As maiorias republicanas nas duas casas são tão pequenas que a chance de qualquer consenso desse sentido, ao menos por ora, é ínfima. Isso não significa que o Congresso não vai conseguir eventualmente passar um orçamento com cortes de impostos.
Mas sugere que será necessário um maior senso de urgência, como na crise de 2008, para passar e rapidamente colocar em vigor os cortes de impostos necessários para compensar o impacto das tarifas.
Por fim, se você chegou até aqui, uma esperança realmente mais concreta por parte da Gavekal: a consultoria está otimista com a possibilidade de que Europa e China possam responder a Trump com injeções fiscais mais contundentes — e urgentes.

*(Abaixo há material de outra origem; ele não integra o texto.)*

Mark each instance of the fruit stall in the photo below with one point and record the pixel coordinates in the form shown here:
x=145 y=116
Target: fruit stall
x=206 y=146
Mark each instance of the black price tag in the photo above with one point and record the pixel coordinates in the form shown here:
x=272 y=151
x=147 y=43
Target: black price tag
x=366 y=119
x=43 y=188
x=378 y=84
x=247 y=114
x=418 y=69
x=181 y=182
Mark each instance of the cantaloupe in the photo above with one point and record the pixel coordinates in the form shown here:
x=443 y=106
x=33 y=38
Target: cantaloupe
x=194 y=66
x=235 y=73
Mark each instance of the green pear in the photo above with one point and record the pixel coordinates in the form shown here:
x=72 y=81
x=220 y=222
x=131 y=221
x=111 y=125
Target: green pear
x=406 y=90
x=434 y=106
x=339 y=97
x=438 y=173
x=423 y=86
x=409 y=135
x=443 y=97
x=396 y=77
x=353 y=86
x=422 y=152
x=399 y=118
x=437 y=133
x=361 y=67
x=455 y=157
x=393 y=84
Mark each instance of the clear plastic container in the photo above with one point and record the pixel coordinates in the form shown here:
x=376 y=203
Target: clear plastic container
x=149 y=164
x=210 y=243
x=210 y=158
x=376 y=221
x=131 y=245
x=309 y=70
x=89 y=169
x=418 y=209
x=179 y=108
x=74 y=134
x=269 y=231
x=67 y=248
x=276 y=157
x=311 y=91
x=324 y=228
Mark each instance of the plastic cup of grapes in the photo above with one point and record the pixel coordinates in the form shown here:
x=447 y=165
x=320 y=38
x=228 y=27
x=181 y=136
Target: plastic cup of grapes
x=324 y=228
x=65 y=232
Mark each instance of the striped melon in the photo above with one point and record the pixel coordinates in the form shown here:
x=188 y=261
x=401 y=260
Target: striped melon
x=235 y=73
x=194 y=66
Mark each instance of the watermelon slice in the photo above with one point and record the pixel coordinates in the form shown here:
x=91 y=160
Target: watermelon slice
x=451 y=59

“Eu ainda acho que um estímulo fiscal por parte da Europa e da China é provável, na medida em que os formuladores de políticas ao redor do mundo cheguem ao entendimento de que o perigo mais imediato das tarifas dos Estados Unidos não é a disrupção do comércio global, mas simplesmente um possível colapso na demanda global”, diz Kalestky.
Seu grau de convicção nesse cenário? “Sou otimista o suficiente para acreditar nesse resultado. Mas não sou corajoso o suficiente para colocar dinheiro nisso.”